(February 1, 2018 at 11:01 am)Khemikal Wrote: Well, that's the rub, if what you're looking for is a state of mind..then a placebo is a pretty cheap way to effect that. Otherwise you gotta go buy drugs, lol. Positive thinking may not actually lead, directly, to positive outcomes, but it leads to a better mood which often -does- lead to more positive outcomes..or at least a more positive experience of poor outcomes.
The silliness and pointlessness isn't in prayer or any other ritual to achieve that effect, it's in peoples misunderstanding and misattributons -of- the effect or the nature of the act.
I wouldn't put it like that. It is a placebo regardless. Prayer is one form. You can think positively about anything and do so without any pragmatic data to know you are right. Just like I was "positive" that if I just showed Ann McCarthy that I was "in love" with her, she would respond. You can be "positive" about anything but that is not evidence that what you are positive about will happen or is true. Just like kids are positive about Santa. Many get presents but that still does not make Santa real.
I would agree it is a misunderstanding and miss -attribute. Point is, you can be positive and certain and dead wrong at the same time. Prayer only works in the context that if enough people buy into it collectively as a social norm, it can create a collective group.

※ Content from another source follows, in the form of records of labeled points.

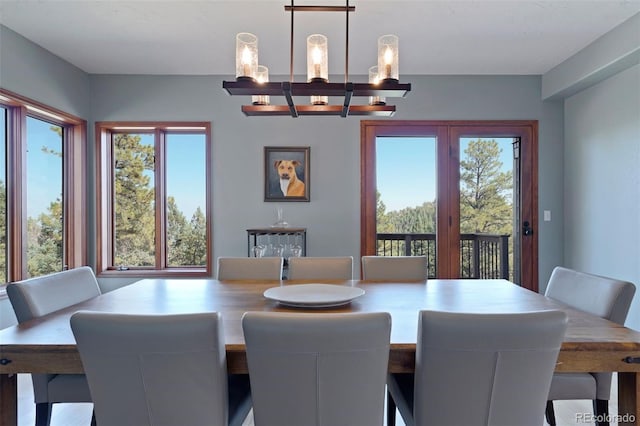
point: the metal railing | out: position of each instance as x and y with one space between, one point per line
481 255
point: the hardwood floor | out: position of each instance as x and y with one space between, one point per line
80 414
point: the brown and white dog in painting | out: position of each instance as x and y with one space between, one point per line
290 185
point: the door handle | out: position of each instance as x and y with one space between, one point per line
527 229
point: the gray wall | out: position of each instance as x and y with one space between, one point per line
332 216
602 180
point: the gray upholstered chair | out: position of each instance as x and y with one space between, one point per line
250 268
35 297
606 297
321 268
394 268
317 369
159 370
480 369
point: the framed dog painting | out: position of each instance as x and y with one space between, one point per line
286 173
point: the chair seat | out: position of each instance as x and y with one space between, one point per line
566 386
69 387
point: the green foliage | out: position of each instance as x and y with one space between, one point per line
135 213
44 241
134 202
485 190
485 206
134 219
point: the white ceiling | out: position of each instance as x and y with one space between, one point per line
198 37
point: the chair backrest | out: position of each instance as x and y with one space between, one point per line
250 268
154 369
394 268
321 268
608 298
317 369
485 369
38 296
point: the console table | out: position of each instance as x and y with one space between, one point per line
267 236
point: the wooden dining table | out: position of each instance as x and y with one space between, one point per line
47 345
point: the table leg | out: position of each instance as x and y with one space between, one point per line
628 398
8 399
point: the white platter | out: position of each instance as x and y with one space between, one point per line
313 295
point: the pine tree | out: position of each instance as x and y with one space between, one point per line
485 190
134 202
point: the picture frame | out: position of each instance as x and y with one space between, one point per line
286 173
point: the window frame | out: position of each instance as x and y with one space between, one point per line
74 188
448 183
105 203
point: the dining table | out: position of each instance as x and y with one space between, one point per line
591 344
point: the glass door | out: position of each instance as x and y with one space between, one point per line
462 193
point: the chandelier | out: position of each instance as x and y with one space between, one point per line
252 79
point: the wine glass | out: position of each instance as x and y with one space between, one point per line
296 249
278 249
258 250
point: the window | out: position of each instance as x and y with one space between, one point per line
42 191
153 200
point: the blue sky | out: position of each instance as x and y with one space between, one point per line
186 168
406 174
186 158
405 168
44 169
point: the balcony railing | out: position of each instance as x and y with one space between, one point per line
481 255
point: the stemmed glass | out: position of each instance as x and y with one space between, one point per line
296 249
278 249
258 250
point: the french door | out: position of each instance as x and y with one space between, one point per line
459 149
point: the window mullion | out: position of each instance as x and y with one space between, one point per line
160 166
16 202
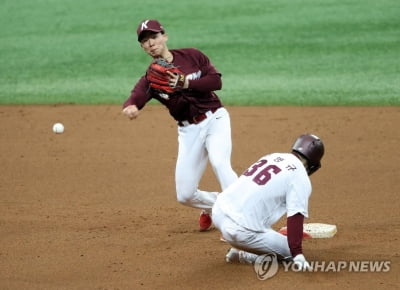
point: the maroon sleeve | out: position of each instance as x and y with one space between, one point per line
207 83
295 233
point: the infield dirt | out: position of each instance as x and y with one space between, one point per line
95 207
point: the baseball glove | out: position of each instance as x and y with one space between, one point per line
157 75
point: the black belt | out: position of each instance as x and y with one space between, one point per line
196 119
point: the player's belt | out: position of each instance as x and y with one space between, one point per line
197 119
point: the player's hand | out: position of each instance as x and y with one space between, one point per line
131 111
301 263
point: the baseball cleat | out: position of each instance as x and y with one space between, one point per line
205 221
239 256
232 256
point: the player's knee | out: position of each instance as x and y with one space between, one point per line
183 199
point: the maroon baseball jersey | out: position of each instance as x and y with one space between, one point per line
203 77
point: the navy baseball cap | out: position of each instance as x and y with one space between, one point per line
149 25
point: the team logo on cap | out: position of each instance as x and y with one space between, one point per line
144 25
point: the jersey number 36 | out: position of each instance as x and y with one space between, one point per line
263 175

The ancient Egyptians were successful for 3,000 years falsely believing that praying to Ra and Osiris and Horus and Isis was a REAL deal, and that false belief did allow for their 3,000 year dynasty but that still did not make their polytheistic gods true or real.
I don't see how calling pray a placebo is "cheap" because it is cheap. It is because of what you said in misunderstanding that makes it cheap. It allows one to be intellectually lazy. It is easier for our species to buy into a fantasy than it is for us to do the work to figure out what the real observable world is. It is easier for humans to think of themselves as important than it is to face the reality we are not.